THE way was cleared yesterday for a new nuclear power station in Cumbria.
The Nuclear Decommissioning Authority (NDA) agreed to the use of land next to the Sellafield complex.
Prime Minister Gordon Brown welcomed the proposals.
The NDA, which owns Sellafield and surrounding land, expects any new station to be built by a commercial organisation.
During his trip to the Seascale site, Mr Brown told community leaders: "This is great news for Sellafield and British nuclear industries.
"We are building a new range of nuclear power stations.

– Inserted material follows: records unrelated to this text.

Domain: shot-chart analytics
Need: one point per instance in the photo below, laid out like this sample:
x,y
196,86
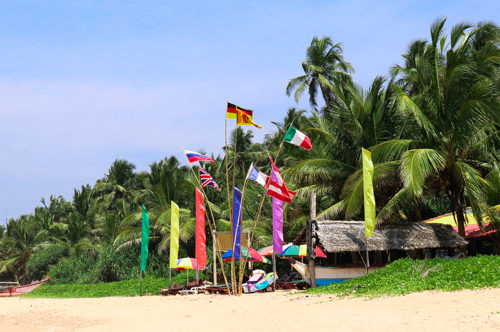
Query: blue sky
x,y
83,83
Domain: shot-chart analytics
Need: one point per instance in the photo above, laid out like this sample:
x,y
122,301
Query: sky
x,y
83,83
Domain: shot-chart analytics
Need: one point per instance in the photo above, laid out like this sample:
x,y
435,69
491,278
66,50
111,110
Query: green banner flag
x,y
369,196
145,238
174,235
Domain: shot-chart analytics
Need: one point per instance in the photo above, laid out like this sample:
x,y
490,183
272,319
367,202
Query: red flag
x,y
201,237
276,186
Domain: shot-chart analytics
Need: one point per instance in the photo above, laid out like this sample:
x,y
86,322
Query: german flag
x,y
232,111
244,119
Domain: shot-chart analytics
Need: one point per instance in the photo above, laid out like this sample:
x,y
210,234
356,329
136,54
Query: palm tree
x,y
323,68
22,238
355,119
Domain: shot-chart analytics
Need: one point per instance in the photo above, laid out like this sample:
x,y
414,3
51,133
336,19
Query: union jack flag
x,y
207,180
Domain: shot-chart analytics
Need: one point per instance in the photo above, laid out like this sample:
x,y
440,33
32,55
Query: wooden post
x,y
140,283
214,245
367,256
309,239
274,272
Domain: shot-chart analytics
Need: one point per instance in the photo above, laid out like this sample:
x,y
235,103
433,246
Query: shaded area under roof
x,y
339,236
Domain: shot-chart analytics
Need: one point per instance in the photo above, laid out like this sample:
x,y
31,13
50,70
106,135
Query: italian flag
x,y
296,137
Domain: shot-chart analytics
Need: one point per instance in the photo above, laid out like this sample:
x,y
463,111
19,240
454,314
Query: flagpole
x,y
263,197
140,283
212,229
367,256
233,272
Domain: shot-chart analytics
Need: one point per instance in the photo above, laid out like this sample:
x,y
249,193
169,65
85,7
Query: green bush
x,y
407,275
40,262
74,270
109,265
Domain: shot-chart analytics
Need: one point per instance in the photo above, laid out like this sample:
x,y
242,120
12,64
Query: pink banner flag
x,y
201,238
277,226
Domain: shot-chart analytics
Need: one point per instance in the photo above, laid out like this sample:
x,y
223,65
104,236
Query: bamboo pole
x,y
140,283
310,240
242,265
209,222
233,272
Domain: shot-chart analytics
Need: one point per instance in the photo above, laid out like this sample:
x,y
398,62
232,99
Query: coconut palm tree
x,y
22,238
323,67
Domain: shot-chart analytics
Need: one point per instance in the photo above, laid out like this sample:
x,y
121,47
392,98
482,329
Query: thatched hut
x,y
408,238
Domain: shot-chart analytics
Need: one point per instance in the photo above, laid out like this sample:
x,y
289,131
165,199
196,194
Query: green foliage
x,y
150,286
40,262
406,276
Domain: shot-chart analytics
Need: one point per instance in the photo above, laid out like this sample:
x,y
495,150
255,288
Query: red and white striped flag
x,y
276,186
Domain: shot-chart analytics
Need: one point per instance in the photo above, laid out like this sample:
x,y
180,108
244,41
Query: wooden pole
x,y
140,283
309,239
367,256
274,272
212,228
214,246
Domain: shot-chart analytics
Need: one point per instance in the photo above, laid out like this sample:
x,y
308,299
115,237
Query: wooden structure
x,y
223,241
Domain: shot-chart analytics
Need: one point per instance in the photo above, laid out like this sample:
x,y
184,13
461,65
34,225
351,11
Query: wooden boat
x,y
261,285
23,289
327,275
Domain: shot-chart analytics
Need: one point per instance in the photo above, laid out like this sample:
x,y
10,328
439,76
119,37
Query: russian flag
x,y
195,156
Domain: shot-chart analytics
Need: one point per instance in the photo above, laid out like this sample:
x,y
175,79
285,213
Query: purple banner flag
x,y
237,215
277,226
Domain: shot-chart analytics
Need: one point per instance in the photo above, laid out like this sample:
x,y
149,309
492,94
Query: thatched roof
x,y
338,236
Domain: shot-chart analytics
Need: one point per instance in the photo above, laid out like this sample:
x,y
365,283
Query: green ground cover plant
x,y
150,286
406,275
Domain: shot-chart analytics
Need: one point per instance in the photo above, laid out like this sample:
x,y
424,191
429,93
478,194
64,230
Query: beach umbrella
x,y
290,250
267,251
303,251
250,254
186,263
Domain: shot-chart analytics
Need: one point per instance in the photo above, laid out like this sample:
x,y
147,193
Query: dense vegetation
x,y
432,127
406,276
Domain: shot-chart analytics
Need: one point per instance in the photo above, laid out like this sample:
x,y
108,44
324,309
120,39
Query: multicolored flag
x,y
257,176
144,238
237,217
201,237
207,180
298,138
369,196
276,186
243,119
232,111
174,234
277,226
195,156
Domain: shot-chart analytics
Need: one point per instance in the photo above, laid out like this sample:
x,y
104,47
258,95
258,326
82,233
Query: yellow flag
x,y
369,196
174,235
245,119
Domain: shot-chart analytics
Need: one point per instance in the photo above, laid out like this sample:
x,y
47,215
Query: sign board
x,y
225,240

Sellafield has a great history and a great future."
But Cumbrians Opposed to a Radioactive Environment (CORE) said the move "condemns West Cumbria to another 50 years or more of nuclear domination, degradation, accident and terrorist action, and will do little for jobs in the long term."
Potential sites in Wylfa in Anglesey, Oldbury in Gloucestershire and Bradwell in Essex were also suggested.
It’s claimed each new station would bring up to 9,000 construction jobs, 1,000 long-term jobs when operational, and be worth about £2 billion.
Sellafield, the world’s first commercial nuclear power station, is home to Calder Hall and Windscale, which are being decommissioned.
Sellafield is also used to reprocess nuclear fuel and to store high and intermediate level radioactive waste.
Copeland MP Jamie Reed said: "The economic squeeze is apparent to everybody here and this would provide more jobs for local people."
Derek Simpson, joint leader of Unite, said: "Pushing ahead with Britain’s nuclear new build addresses the real concerns of real-life people. They want cheaper household bills.
Rosie Mathisen, nuclear opportunities director at West Lakes Renaissance, said the announcement "marks another significant step in our push to secure nuclear new build in West Cumbria and further strengthen the area’s reputation as a global leader in the nuclear industry."
But CORE spokesperson Martin Forwood said: "The announcement is a further example of how the supposedly independent NDA organisation has converted itself during its short time in West Cumbria as a lackey to the nuclear industry. We will oppose any new build project at Sellafield.".
Nathan Argent, of Greenpeace’s energy solutions unit, said: "Nuclear power is fast becoming the most expensive way to produce electricity.
"Sellafield doesn’t have the right grid connections. It would cost a fortune in subsidies to put them in, and, ultimately, it’s the taxpayer that will have to foot the bill."